DISCERNERE

Uno sguardo profetico sugli eventi

Agostino batte le eresie di oggi

La frequentazione di Agostino da parte di Benedetto XVI è la storia di una lunga amicizia, che risale agli anni giovanili. Coltivandola e approfondendola, egli entra in sintonia con la sua opera, ne coglie la novità, ne assapora il gusto. L’occasione di una dissertazione alla Ludwig Maximilian Universität di Monaco, nell’anno accademico 1950-1951, lo sollecita a indagare e a comprendere in modo nuovo la natura sacramentale della Chiesa, partendo proprio dal pensiero cristologico ed ecclesiologico elaborato da Agostino, nella cui visione e azione nulla è separato, ma tutto tende a interagire e a comporsi in un’armonia feconda. In realtà, si nota ben presto che la dottrina di Agostino lascia nel giovane Ratzinger una traccia profonda.
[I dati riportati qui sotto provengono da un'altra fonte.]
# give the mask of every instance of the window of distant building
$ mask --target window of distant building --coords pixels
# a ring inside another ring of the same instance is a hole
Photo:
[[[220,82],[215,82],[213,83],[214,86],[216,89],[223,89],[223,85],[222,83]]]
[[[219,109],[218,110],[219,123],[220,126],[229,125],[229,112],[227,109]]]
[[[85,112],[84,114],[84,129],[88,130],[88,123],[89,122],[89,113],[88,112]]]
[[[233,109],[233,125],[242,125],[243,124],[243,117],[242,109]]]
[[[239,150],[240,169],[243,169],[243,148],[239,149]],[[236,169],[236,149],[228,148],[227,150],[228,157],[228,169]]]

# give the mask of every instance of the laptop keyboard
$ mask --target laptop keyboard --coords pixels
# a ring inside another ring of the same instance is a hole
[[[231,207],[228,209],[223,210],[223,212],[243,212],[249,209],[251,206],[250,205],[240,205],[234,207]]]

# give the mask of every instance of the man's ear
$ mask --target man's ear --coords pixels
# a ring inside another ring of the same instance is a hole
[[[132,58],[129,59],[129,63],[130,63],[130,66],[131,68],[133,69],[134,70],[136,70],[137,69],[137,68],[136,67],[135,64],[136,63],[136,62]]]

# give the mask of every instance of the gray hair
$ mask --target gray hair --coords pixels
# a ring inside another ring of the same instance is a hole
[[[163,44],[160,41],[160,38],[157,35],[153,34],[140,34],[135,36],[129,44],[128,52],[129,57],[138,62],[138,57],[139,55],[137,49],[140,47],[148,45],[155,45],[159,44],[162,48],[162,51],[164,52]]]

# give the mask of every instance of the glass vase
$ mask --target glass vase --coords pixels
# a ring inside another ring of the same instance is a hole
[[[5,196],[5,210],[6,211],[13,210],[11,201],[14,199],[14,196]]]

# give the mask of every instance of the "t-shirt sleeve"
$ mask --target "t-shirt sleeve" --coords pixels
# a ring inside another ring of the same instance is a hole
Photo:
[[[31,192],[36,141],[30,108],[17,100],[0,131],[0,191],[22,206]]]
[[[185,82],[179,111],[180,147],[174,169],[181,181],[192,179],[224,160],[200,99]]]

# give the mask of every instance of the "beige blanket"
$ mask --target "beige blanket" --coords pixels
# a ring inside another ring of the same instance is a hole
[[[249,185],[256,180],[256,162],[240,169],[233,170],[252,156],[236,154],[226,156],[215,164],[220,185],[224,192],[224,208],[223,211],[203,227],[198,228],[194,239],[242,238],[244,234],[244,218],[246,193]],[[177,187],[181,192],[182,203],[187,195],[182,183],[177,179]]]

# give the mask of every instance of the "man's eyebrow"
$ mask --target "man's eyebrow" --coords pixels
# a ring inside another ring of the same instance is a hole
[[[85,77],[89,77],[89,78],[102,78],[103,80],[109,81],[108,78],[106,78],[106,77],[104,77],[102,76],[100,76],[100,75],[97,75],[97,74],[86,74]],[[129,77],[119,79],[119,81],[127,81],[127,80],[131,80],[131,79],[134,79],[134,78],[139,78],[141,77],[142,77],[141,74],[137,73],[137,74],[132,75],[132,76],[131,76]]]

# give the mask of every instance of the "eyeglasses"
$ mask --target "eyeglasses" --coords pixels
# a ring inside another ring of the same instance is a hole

Nei corsi, nei seminari e nelle conferenze da lui tenute nelle facoltà teologiche delle università tedesche (Bonn, Münster, Tübingen, Regensburg), già a partire dalla fine degli anni Cinquanta e fino all’anno della sua nomina ad arcivescovo di Monaco e Frisinga (1977), Agostino rappresenta un punto di riferimento costante: uno dei fondamenti ispiratori della sua teologia, così come uno dei fari spirituali del suo magistero. Per Benedetto XVI il travagliato iter dell’esistenza di Agostino e il suo approdo alla fede è caratterizzato innanzitutto dalla «passione per la verità», come ebbe a ricordare anche nella solenne concelebrazione eucaristica agli «Orti borromaici», durante la sua visita a Pavia per venerare le spoglie di Agostino (22 aprile 2007).

Non però la verità intesa come principio filosofico astratto, ma come verità tangibile; non quindi un miraggio lontano, ma una verità incarnata. È la fede a spalancargli questo orizzonte di verità, facendogli trovare il legame costitutivo tra l’<+corsivo>intelligere<+tondo> e il credere, tra le istanze della ragione e l’autorità della fede, tra la fede pensata e la fede vissuta.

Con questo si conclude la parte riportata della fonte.